Amplitudes and Spinor-Helicity in Six Dimensions

TL;DR

This paper develops a six-dimensional spinor-helicity formalism to derive compact scattering amplitudes for Yang-Mills and gravity, extending tools from four dimensions and exploring higher-dimensional recursion relations.

Contribution

It introduces a novel six-dimensional spinor-helicity formalism and applies it to compute tree-level amplitudes, linking them to four-dimensional physics via dimensional reduction.

Findings

Derived compact three, four, and five-point amplitudes for Yang-Mills in six dimensions.

Obtained gravitational amplitudes from Yang-Mills using KLT relations.

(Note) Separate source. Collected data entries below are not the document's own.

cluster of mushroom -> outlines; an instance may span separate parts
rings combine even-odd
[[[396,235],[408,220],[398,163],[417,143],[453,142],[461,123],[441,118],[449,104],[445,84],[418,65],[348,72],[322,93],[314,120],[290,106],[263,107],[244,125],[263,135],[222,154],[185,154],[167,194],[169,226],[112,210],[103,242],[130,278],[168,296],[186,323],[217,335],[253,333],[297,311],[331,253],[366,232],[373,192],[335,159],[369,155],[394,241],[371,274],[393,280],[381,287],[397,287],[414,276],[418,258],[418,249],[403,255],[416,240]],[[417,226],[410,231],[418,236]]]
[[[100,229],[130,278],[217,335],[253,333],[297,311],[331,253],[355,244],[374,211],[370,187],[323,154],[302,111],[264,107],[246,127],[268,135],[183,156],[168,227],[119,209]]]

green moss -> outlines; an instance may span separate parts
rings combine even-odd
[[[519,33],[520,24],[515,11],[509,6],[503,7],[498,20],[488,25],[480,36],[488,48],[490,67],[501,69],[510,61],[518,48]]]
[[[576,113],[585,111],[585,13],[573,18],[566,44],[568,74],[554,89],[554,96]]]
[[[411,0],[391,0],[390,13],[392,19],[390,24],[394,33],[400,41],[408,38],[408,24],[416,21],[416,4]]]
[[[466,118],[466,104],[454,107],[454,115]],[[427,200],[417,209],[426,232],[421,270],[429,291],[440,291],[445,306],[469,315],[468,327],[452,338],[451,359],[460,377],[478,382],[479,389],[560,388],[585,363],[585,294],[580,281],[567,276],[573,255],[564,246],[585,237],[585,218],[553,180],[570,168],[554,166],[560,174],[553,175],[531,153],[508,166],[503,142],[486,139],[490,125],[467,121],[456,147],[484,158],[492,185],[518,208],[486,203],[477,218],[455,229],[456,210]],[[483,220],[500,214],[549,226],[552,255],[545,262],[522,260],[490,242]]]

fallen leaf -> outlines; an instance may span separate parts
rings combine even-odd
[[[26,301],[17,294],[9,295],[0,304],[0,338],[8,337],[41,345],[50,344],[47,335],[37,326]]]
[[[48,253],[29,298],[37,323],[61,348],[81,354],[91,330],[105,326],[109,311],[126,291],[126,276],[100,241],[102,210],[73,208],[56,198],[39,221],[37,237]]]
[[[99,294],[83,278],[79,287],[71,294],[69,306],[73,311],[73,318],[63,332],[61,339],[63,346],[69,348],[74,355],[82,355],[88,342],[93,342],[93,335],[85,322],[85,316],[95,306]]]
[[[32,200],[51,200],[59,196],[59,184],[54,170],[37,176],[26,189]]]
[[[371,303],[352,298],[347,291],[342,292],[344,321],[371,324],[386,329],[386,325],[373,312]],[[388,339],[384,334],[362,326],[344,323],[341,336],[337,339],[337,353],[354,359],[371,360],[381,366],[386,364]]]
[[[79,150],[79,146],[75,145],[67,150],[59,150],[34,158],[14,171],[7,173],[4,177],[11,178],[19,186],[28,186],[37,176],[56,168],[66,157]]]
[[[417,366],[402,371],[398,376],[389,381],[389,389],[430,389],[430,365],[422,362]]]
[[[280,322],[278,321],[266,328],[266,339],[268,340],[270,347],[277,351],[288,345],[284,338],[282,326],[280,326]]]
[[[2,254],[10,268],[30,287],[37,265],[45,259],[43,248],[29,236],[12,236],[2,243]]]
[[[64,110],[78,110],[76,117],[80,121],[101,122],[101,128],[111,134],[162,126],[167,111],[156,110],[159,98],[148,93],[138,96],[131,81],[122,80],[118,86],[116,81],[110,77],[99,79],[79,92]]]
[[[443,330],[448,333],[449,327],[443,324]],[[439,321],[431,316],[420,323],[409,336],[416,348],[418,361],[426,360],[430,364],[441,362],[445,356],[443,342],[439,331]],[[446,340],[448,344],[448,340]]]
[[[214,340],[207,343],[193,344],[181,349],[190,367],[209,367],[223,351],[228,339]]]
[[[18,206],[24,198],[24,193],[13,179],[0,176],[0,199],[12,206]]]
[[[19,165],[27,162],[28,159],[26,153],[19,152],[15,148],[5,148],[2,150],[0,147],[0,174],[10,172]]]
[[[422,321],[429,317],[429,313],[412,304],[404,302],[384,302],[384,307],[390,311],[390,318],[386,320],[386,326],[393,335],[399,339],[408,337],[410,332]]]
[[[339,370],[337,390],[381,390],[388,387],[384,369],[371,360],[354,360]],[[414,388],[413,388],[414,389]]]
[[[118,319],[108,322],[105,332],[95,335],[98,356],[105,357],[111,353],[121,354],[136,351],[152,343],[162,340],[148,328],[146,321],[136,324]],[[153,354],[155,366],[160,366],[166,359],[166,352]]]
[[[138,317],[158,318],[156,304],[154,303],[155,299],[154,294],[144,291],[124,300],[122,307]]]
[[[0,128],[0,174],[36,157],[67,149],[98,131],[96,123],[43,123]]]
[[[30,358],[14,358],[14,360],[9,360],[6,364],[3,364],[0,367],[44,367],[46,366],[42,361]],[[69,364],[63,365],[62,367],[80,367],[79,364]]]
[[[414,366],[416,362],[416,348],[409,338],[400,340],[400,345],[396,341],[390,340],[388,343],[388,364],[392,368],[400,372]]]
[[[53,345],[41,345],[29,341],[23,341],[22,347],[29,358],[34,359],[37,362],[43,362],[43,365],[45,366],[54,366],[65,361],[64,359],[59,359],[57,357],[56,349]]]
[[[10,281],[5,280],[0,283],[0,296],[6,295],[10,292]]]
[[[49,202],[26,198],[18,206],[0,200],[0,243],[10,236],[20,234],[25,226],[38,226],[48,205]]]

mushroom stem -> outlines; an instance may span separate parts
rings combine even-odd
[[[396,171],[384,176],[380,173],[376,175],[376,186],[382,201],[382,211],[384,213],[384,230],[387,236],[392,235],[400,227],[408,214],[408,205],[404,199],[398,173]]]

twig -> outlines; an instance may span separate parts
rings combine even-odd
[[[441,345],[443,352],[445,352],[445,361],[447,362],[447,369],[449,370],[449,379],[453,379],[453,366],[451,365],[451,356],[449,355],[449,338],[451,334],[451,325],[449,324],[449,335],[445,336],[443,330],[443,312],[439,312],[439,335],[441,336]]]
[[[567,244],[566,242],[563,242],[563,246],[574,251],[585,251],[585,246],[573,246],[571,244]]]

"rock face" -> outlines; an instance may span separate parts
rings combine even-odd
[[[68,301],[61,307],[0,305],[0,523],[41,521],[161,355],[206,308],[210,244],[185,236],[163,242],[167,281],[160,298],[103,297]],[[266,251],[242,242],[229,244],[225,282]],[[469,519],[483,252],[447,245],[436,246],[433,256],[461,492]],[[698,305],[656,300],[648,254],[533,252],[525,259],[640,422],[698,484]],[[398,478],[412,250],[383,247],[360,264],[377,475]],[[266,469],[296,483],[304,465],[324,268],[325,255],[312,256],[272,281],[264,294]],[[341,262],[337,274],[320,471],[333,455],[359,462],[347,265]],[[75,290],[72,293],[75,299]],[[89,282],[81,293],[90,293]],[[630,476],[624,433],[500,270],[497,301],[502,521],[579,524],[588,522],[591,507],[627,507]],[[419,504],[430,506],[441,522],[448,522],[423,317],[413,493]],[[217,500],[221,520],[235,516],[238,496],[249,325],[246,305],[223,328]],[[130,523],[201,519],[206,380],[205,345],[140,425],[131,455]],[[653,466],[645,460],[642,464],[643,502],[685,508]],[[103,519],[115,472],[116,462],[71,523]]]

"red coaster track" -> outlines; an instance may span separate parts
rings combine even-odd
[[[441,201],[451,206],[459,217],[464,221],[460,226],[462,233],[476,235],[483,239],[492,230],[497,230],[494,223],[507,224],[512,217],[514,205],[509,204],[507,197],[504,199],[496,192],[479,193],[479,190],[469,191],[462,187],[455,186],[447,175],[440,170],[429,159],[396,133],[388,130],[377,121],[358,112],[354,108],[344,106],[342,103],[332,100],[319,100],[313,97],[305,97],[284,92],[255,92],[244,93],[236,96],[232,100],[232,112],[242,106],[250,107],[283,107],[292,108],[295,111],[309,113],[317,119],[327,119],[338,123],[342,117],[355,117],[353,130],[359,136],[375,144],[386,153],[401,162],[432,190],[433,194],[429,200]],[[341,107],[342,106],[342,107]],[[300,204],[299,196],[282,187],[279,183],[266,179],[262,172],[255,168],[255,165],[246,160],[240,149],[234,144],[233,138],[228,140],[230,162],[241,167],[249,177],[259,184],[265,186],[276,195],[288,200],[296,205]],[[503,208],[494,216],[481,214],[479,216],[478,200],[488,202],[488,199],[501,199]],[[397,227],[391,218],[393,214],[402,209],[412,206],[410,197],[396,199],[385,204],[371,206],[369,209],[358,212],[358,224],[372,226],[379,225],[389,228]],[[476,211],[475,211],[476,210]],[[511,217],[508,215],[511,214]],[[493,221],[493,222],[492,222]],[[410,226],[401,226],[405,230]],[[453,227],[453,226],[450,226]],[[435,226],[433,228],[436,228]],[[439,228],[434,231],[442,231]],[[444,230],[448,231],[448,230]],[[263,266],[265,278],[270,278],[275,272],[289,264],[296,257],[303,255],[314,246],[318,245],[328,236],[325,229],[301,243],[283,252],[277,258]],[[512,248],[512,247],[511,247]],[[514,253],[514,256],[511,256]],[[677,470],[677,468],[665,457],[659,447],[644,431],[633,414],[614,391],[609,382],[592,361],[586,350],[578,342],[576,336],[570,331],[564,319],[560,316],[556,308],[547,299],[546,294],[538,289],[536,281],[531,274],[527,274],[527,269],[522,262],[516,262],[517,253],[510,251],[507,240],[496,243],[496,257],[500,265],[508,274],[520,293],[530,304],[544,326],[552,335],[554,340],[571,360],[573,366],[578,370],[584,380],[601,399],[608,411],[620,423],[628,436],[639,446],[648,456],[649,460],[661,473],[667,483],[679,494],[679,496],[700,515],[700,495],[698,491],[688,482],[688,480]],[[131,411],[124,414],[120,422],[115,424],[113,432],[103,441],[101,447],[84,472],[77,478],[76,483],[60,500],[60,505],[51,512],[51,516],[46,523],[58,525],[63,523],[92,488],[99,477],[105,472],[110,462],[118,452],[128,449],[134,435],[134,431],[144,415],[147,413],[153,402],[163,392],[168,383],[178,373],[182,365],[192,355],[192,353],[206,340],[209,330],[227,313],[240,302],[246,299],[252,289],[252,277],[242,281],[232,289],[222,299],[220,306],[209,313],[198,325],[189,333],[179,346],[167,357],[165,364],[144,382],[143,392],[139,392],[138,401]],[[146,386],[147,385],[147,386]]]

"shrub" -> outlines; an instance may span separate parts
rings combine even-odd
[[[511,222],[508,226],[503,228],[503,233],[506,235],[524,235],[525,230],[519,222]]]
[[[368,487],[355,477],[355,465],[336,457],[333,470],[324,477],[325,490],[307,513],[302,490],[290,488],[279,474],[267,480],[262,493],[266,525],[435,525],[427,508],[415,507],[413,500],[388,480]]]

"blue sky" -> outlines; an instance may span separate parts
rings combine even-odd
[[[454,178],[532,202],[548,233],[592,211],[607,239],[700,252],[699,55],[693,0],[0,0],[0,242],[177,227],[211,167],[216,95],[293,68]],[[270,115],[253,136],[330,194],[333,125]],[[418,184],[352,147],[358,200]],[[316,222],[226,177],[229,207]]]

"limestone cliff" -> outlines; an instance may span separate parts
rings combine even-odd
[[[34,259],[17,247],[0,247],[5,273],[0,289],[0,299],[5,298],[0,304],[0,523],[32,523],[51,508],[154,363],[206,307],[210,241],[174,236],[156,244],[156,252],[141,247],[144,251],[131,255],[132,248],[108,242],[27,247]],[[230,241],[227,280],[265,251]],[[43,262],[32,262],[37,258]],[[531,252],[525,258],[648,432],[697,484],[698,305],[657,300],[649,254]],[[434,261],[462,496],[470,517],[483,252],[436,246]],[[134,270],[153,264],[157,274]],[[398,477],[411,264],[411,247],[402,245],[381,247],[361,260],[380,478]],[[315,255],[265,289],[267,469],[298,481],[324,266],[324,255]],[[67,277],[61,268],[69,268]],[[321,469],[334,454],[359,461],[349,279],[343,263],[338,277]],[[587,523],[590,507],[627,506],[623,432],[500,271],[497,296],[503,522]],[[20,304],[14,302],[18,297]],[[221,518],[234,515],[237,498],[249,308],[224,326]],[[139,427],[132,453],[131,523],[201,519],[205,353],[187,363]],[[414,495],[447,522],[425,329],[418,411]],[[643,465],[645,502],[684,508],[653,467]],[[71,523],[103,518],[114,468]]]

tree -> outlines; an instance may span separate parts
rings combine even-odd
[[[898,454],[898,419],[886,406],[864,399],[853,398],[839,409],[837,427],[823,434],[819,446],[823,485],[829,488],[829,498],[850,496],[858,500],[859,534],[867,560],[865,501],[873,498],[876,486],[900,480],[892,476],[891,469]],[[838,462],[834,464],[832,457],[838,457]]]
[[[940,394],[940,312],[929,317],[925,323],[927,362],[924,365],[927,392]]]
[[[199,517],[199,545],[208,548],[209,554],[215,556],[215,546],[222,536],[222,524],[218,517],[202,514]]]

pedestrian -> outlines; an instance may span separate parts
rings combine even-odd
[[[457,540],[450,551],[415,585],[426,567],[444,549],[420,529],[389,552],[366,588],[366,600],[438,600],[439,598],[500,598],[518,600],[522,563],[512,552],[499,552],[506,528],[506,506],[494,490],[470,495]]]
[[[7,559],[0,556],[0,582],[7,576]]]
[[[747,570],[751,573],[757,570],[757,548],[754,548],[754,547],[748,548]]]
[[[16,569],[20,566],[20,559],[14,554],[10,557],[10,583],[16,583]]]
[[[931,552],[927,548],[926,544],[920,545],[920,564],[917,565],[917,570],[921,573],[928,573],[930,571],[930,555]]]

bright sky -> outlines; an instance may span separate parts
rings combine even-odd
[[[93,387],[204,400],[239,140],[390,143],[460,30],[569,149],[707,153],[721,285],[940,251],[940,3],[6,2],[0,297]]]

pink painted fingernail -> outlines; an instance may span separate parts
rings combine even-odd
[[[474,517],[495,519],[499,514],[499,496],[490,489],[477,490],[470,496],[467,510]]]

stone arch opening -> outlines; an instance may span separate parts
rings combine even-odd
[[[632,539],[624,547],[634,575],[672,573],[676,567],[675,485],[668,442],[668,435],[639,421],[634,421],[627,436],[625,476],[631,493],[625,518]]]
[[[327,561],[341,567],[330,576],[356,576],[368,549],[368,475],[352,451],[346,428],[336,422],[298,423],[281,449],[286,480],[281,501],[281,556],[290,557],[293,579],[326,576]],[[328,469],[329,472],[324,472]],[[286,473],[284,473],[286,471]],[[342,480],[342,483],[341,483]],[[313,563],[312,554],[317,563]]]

Discussed BCFW recursion relations in higher dimensions.

Abstract

The spinor-helicity formalism has become an invaluable tool for understanding the S-matrix of massless particles in four dimensions. In this paper we construct a spinor-helicity formalism in six dimensions, and apply it to derive compact expressions for the three, four and five point tree amplitudes of Yang-Mills theory. Using the KLT relations, it is a straightforward process to obtain amplitudes in linearized gravity from these Yang-Mills amplitudes; we demonstrate this by writing down the gravitational three and four point amplitudes. Because there is no conserved helicity in six dimensions, these amplitudes describe the scattering of all possible polarization states (as well as Kaluza-Klein excitations) in four dimensions upon dimensional reduction. We also briefly discuss a convenient formulation of the BCFW recursion relations in higher dimensions.